Ainsi, à en croire M. Bèye, «plusieurs rencontres ont été initiées avec le Premier ministre, le gouverneur de la région de Dakar… Toutes ces rencontres n’avaient qu’un seul but, informer, sensibiliser les autorités sur l’affaire et dérouler, en même temps, un plaidoyer pour que le parking soit restitué aux ngorois»
Et la population de Ngor de dire, à l’endroit du chef de l’Etat, «(…) Nous lui demandons d’apporter une réponse diligente à cette affaire et en même de satisfaire les demandes des populations de Ngor.»
Aussi, demande-t-elle «au chef de l’État d’ordonner l’arrêt des travaux sur le site pour ramener le climat de paix et de sérénité afin que les autorités puissent poursuivre le dialogue et les discussions. Au chef de l’État, également, lui demandons la libération de nos jeunes frères détenus, surtout ceux qui ont besoin d’un suivi médical régulier.»

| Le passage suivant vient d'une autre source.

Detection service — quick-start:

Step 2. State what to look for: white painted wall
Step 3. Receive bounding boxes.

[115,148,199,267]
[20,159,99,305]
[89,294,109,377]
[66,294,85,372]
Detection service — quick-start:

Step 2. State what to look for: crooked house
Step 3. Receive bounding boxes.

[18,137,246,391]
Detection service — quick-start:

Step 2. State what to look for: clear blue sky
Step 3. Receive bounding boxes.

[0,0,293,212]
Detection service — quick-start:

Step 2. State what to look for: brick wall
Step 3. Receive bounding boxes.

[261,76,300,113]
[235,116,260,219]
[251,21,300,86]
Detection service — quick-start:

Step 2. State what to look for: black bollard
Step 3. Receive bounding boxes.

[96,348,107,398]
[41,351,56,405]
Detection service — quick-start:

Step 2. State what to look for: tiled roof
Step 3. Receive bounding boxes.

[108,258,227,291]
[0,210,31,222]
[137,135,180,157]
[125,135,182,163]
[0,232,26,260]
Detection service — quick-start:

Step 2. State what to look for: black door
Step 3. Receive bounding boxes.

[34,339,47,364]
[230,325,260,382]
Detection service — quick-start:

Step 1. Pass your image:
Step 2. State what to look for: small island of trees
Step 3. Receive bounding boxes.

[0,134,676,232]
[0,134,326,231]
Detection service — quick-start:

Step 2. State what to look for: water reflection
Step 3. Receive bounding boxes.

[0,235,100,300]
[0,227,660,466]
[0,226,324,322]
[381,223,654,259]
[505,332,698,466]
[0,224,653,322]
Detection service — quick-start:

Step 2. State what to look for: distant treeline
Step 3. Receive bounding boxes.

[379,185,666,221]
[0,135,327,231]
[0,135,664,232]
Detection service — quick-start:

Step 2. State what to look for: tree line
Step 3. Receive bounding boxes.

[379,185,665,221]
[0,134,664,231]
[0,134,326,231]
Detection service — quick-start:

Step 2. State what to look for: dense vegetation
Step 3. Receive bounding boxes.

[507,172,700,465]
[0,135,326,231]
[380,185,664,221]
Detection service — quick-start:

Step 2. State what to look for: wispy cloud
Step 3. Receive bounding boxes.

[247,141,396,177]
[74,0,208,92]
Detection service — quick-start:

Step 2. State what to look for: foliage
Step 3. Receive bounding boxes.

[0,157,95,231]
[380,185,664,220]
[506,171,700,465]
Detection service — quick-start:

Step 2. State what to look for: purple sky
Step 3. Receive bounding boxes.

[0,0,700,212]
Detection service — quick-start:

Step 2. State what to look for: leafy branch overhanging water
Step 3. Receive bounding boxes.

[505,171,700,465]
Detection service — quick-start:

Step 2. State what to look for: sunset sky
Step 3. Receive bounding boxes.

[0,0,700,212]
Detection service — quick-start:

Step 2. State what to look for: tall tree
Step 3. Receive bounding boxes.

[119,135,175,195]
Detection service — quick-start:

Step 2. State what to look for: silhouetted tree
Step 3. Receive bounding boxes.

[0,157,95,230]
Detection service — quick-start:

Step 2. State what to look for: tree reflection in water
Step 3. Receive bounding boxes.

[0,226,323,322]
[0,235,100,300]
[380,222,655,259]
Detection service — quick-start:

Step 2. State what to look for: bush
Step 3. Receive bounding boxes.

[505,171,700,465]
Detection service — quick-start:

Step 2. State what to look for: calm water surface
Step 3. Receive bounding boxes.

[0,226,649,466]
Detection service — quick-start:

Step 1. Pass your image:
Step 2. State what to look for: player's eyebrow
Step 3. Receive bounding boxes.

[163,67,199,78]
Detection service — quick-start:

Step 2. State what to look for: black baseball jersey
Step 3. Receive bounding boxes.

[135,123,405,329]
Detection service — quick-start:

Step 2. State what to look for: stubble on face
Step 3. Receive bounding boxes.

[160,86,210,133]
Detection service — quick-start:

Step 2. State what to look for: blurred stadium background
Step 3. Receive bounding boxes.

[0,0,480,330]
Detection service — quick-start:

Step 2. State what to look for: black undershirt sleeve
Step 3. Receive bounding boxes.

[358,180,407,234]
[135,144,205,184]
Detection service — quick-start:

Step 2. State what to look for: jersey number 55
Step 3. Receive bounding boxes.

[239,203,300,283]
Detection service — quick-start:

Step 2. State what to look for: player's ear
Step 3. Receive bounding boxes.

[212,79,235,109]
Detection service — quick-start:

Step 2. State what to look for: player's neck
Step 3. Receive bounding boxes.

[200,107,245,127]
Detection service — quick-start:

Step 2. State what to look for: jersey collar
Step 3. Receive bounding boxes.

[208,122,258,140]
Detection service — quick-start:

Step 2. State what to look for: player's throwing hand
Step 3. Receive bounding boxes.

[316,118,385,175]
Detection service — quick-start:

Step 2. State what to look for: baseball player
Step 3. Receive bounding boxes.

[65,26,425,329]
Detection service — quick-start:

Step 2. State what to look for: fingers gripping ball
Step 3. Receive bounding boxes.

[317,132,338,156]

Enfin, à l’endroit de ses jeunesses, le village de Ngor lance un appel à la paix et la sérénité. «Nous profitons de cette occasion pour lancer un appel solennel aux jeunes ngorois. Nous les appelons au calme et à la sérénité, mais aussi à ne répondre à aucune provocation de la Gendarmerie. Nous leur demandons aussi de rester à l’écoute de nos autorités, qui sont toujours en contact avec celles étatiques, pour trouver une solution apaisée», invite-t-on.
Il faut rappeler que l’éclatement de cette affaire a entrainé d’énormes conséquences dont l’arrestation de plusieurs jeunes, toujours en prison, la mise à feu de maisons et beaucoup de dégâts matériels.